So I found myself having to im****t a boatload of multimillion-line text
files
into SQL Server. Because of idiosyncrasies in the data, BULK INSERT and
DTS
proved impracticable. Which meant writing a standalone program to do it.
I needed to code a (VB6) class that took care of the idiosyncrasies. The
object has a method called Activate() that opens a recordset which
verifies
the data structure of a destination (ADO) table, and one called PutValues
()
that inserts a single record into the table by calling AddNew, setting
values, and then calling Update.
rs.CursorLocation = adUseClient
rs.Open m_rsname, m_conn, adOpenStatic, adLockBatchOptimistic, adCmdTable
It should be apparent that I'm using batch updates: There's a "driver"
class
that copies rows with PutValues() for 2 seconds, then performs a batch
update, then updats a progress bar on a dialog.

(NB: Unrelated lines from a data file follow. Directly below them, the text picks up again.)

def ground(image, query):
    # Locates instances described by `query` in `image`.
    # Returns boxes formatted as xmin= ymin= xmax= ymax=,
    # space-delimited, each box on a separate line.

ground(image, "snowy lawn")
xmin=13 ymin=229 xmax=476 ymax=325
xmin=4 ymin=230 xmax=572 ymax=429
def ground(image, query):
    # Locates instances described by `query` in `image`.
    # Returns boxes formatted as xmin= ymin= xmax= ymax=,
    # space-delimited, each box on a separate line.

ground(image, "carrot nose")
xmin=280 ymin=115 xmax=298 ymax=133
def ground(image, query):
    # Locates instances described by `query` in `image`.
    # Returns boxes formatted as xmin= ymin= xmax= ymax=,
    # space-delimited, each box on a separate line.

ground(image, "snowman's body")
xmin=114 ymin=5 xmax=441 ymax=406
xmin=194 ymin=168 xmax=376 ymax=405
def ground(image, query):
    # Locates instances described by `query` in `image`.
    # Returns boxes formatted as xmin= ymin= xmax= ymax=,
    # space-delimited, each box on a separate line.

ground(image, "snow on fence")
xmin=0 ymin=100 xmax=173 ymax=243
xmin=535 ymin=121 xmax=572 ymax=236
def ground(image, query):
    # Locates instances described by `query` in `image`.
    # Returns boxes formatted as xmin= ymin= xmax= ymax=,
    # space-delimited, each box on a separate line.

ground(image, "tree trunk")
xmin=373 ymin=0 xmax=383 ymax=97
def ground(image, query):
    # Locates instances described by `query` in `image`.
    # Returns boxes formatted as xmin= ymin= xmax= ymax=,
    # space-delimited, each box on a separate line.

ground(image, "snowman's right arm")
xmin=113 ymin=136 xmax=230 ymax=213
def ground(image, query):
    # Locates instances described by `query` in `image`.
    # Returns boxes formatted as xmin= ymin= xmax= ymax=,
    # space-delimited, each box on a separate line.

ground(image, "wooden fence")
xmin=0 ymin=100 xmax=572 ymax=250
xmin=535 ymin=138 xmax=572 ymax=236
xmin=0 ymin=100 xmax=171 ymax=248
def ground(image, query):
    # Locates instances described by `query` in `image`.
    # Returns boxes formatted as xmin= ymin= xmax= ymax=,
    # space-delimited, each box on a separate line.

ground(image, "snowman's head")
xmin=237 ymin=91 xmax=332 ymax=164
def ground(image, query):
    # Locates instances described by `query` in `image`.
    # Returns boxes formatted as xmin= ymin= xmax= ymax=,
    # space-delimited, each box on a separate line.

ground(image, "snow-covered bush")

This worked reasonably well, but the Activate() method creates a query to
return all the records in the table. When the table (in a test DB) has
millions of records in it already (and this can't be avoided, several
multimillion-line text files have to be appended into the same table) , it
can take up to several minutes just to open the recordset.
So, I made a second class whose Activate() method opened the recordset
this
way:
rs.Open "SELECT TOP 0 * FROM " + m_rsname, m_conn, adOpenStatic,
adLockReadOnly, adCmdText
The recordset was used only for the table structure validation and the
inserts are done by building INSERT commands as strings, executed against
the
connection object. It mimics "batch updates" by having PutValues() merely
collect the value into a big array of arrays of variants, and the
BatchUpdate() method creates a big string of INSERT commands separated by
semicolons.
Unfortunately, this is much slower than the original class, which used a
recordset. It inserts 45-ish records per tick of the progress bar where
the
original class inserted several hundred per tick.
So it was a failed experiment, and it looks like I'll have to use the
recordset. But I'm wondering if there's a way to open the recordset so
that
I can call AddNew on it, but doesn't query the entire table first.


|